Dudley Woodberry and Dialogue with Islam

One of my missiological heroes is Dudley J. Woodberry. Dr. Woodberry has served as a pastor in Kabul, Afghanistan as well as Riyadh, Saudi Arabia, and is currently professor of Islamic Studies at the School of Intercultural Studies with Fuller Theological Seminary. He has written a number of helpful materials on Islam from a Chrisitian perspective that is balanced and written with an eye toward careful cultural consideration and missiological reflection, such as "The War on Terrorism: Reflections Of A Guest in The Lands Involved." His reflections and writing on Islam were recently expressed in one of the more interesting articles in the February 2007 issue of Christianity Today titled "Can We Dialogue With Islam?: What 38 Mulsim scholars said to the pope in a little-known open letter."

This article begins by recalling the international uproar in the Islamic world that followed Pope Benedict XVI's comments on Islam reported through the media out of context that he gave as part of an address at the University of Regensburg in Germany in September 2006. The Muslim reaction that followed was tragic, including the killing of Christians and burning of churches. But Woodberry points out that not all of the reaction from Muslims was violent, and he points to a group of 38 Muslim scholars who wrote an open letter to the pope. Those scholars who contributed to this letter are significant. As Woodberry described them:

The Muslims who signed the open letter include grand muftis who are authorized to make legal decisions for Muslims in their countries. Other signers are professors at major universities in the Muslim world and the West who influence the rising generation of Muslims. The opportunity to engage with them is significant.

Woodberry goes on to describe the substance of the letter to the Pope, including several areas of critique where the Muslim scholars point out what they felt were errors in the papal address.

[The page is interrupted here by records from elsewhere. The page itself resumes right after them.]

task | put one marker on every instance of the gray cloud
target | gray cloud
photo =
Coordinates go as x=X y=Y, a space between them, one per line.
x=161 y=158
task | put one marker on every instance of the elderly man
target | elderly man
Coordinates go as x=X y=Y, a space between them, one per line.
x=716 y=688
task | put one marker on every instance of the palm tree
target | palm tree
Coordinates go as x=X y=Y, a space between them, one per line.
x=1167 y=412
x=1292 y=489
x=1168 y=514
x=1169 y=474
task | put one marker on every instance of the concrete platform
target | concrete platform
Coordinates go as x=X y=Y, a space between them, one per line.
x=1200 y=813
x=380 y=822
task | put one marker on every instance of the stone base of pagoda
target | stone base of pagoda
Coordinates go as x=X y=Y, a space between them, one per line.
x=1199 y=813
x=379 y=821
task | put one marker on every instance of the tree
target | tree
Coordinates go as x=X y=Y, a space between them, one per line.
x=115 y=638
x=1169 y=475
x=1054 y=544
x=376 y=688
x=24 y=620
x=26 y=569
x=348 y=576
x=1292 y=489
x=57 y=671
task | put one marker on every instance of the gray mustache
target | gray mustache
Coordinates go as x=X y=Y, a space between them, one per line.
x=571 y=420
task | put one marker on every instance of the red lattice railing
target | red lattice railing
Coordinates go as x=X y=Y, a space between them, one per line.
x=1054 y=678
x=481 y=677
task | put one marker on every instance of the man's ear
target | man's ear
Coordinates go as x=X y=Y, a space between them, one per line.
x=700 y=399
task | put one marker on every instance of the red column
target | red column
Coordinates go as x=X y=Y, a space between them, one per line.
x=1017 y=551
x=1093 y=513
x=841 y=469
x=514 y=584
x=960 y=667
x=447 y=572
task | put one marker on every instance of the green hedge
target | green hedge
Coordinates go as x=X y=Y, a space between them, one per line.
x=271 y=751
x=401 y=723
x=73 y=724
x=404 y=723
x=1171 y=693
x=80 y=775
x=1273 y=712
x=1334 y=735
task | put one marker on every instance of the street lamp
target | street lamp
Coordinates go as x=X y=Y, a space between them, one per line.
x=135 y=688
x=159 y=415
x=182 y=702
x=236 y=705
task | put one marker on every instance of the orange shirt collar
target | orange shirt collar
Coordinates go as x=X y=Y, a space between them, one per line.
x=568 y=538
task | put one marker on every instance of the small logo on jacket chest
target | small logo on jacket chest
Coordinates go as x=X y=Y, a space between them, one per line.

Woodberry concludes this article with comments that Christians would do well to consider in a post-9/11 world, comments that are relevant for those with concerns about interreligious dialogue in other contexts as well:

No, meaningful dialogue does not require that the participants relinquish a witness concerning their faith. Nor does it mean we can't disagree about how they understand their history and faith. But it does require that we listen and learn what they really think. These 38 Muslim leaders have given us an extraordinary opportunity to do just that.